By Rob Starr, Content Manager, Big4.com
US deal flow is likely to remain tempered in 2013 with activity remaining at or near a 10-year low. Ernst & Young LLP’s Transaction Advisory Services says macroeconomic ambiguity combined with a continued corporate focus on lower risk, organic growth opportunities and smaller, strategic deals will define deal-making in 2013.
Fewer US companies report plans to execute an acquisition in the next year as appetite for M&A fell to 23% from 34% six months earlier, according to Ernst & Young LLP’s US Capital Confidence Barometer.1 Of those companies that are planning an acquisition, 81% say they will consider deals worth US$500 million or less, suggesting that deals next year will be smaller and focused on filling strategic gaps and extending existing businesses.2 Private equity (PE) firms have a slightly more positive outlook, citing improving fundraising and confidence in credit availability.

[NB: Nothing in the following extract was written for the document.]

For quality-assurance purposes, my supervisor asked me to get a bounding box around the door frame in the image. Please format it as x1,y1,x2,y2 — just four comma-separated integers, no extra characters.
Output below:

At the end of 2011, conditions looked promising, and experts pointed to an M&A revival for 2012. However, persistent economic uncertainty, Eurozone turmoil, slower growth in emerging markets, a looming fiscal cliff with a prolonged lack of clarity in the US around tax reform and healthcare legislation depressed the global economy, and companies around the world turned their focus inward. There is slim chance of a short-term turnaround in the global economic slump and the ongoing slow growth in the US. According to the US Capital Confidence Barometer, 76% of US companies think the global economy shows no signs of improvement.